屏风后的顾荟蔚身子颤了颤,轻声呼道:“刘郎君,荟蔚……”
次日。
一言落地,如冰飞渣。室中极静,仿若可闻相互心跳声。顾荟蔚弯着身子,玉脖苗条,巾帼髻上的梅花步摇,不住颤抖。
“哦,那,那静娈不做大将……”
沉默入内,跪坐于席,双手按膝,眼观鼻、鼻观心。此番还是以拜访顾君孝为名,但只要他来,想必那束大紫应知。
“虎头,虎头……”
曲平坦齿一笑,谨慎翼翼地的搂了搂小妹,深怕稍一用力便把这个小人儿给揉坏了,将她的小手合握在粗燥的大手中,举到唇上鼻下,深深嗅了一口。当此际,暖阳轻柔的拂着兄妹俩,格外和顺。
陆纳兴性极佳,足足饮了半壶酒,而后,拍了拍湿透的胸怀,朝着江面放声咏了一阙拜别赋,洋着通红的笑容,递给刘浓一盏茶,笑道:“瞻箦,北风孤烈,且满饮此盏以却寒!”
茶已凉,舌尖微冷。刘浓把茶碗一搁,按膝起家,走向屏风前面。
立春方过,微雨浅歇,晨雷初震惊蛰。
少倾,刘浓眯了眯眼,将左手抹了又抹,随后,卷了卷袖,笼袖于手,沉沉一揖,回身便走。法度沉稳,穿廊复走巷,待出了顾氏庄园,深吸一口气,盘荡于胸,翻身上马,头也不回的拜别。

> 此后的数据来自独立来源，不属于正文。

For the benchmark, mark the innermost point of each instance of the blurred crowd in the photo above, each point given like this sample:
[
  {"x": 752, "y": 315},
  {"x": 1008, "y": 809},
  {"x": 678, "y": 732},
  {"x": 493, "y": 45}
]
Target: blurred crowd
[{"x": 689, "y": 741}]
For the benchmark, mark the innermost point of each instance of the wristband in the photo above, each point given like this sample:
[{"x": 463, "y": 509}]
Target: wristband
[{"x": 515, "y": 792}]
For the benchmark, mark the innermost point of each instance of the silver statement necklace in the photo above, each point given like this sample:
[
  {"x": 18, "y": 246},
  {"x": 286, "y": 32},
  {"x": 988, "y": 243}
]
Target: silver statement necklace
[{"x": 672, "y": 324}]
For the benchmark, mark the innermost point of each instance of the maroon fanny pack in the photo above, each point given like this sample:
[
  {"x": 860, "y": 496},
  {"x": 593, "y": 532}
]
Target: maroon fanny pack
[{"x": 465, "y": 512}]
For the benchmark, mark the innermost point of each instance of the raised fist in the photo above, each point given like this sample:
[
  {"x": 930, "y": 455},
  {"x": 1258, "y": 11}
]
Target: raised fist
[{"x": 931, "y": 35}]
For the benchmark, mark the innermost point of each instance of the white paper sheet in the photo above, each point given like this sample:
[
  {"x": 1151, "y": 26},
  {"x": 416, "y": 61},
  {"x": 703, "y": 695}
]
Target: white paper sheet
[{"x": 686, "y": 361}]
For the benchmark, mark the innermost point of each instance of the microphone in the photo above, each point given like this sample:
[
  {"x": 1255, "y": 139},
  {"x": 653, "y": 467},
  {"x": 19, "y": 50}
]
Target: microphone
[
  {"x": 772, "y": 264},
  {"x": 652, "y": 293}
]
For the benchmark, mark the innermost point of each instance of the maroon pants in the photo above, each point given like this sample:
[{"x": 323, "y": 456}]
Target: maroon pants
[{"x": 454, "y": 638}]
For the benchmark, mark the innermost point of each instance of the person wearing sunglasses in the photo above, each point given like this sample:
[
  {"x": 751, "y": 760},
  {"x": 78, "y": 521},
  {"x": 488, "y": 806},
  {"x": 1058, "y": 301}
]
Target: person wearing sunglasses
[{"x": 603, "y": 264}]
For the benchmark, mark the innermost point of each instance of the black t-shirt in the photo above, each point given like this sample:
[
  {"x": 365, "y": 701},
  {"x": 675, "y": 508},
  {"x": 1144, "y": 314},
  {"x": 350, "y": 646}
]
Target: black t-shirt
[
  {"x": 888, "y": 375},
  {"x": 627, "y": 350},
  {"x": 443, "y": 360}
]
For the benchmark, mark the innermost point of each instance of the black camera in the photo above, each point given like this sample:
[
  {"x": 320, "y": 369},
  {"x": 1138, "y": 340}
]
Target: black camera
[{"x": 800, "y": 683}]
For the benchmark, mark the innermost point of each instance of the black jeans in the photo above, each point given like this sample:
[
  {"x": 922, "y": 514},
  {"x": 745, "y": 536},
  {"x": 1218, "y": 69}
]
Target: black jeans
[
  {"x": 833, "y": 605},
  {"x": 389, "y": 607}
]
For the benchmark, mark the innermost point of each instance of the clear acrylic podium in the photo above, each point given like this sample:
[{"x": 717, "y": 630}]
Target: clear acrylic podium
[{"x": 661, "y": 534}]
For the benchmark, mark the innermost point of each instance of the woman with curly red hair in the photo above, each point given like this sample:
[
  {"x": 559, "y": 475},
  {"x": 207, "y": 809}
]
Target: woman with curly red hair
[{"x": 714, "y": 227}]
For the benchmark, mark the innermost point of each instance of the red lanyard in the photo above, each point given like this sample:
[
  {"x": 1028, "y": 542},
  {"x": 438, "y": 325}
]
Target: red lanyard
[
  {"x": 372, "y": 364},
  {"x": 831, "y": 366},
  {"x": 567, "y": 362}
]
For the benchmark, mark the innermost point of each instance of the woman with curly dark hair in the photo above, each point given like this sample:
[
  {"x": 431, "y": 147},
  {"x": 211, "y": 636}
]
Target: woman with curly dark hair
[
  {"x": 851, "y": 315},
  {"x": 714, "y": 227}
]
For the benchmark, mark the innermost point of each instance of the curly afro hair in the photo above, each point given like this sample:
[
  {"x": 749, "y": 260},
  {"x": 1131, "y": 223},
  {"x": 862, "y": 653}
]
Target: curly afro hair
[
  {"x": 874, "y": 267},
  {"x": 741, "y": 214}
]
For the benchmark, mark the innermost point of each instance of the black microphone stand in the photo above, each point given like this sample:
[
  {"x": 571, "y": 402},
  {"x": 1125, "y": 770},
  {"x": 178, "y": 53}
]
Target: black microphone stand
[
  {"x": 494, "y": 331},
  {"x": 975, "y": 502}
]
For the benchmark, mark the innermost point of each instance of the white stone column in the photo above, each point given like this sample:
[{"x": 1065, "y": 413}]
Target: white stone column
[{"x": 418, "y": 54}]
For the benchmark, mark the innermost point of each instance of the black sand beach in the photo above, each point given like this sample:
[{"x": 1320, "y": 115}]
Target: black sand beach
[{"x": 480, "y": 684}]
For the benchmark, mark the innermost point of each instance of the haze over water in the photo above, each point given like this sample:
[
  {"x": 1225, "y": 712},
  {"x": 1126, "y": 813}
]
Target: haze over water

刘氏回过神来,愣愣的看了看左,瞥了瞥右,接过陆舒窈递来的丝巾,抹了抹泪水,笑容渐起,回身,伸出双手,抱住了小虢儿。
刘浓稍作沉吟,卫氏之事尚且不急,且待他日复回建康,再作扣问,便道:“勿需逗留,速回上蔡!”
待至离亭口,刘浓拜别眼泪汪汪的娘亲,道别神秀玉澈的杨少柳,轻柔的看着娇妻陆舒窈,悄悄捏了一下她的小手。而后,从绿萝怀里接太小瘦子,狠狠亲了一口,亲得小家伙哇啦哇啦大哭。
刘胤按侧重剑,大步行至近前,问道:“郎君,入建康否?”
绞声如雷,沉重的庄门缓缓裂开,五百大黄马鱼贯而出,马背上的骑士大家顶盔贯甲,身披白袍,巨枪如林,凛冽肃杀。骑士们慢踏踏步,水泄于离亭,成阵摆列。
陆舒窈与杨少柳齐齐迈步,一者揽着刘氏左臂,一者拉住右手,小仙子瞅了瞅杨少柳,秀眉弯了一弯,嘴角浅含笑,不罢休。
“静娈!”
顾荟蔚双手一颤,避开了。
本来,杨少柳也应此时入建康,不知何故,她却不肯与他同业,冷冷的瞥着他,淡声道:“勿需多言,汝且自行保重,勿需挂牵江南……”顿了一顿,淡淡的瞥了一眼陆舒窈,细眉微微一颦,补道:“必定无忧!”
两旁柳树如潮发展,刘浓快马加鞭驰至吴县,未作停歇,当即便入陆氏庄园拜见陆晔与陆玩。随后,又与翁丈对坐于静室中,两人言及来年诸事,神采略沉。
刘浓剑眉一拔,身子却猛地一倾,抓住她的手,顺势拉入怀里,双手环着她的腰,便欲一口气落。却蓦地瞥见她带泪的眼睛,浑身一震,柔情中起,悄悄叹了一声,渐渐吻向她的额头。
“哐哐哐……”
“娘亲!”
……
而此时,刘浓已然来到屏风后,凝睇着顾荟蔚,裂了裂嘴,柔声道:“何故?”
等得半盏茶,门随仓促回返,嗡声道:“刘郎君,且随我入内。”
“啪!驾!”
但见得,垂柳依依衣冠瘦,吴歌声声喃不休。
一声空鞭裂响,飞雪拉起残影,风驰电掣般穿过两列骑士人墙,直直插向柳道,五百巨枪白骑当即斜拔马首,衔尾跟随。
刘浓拱了拱手,身上豁然一松,悄悄吐了一口气,如释重负,跟着顾氏侍从一阵穿廊走巷,乘着牛车,来到熟谙的小院中。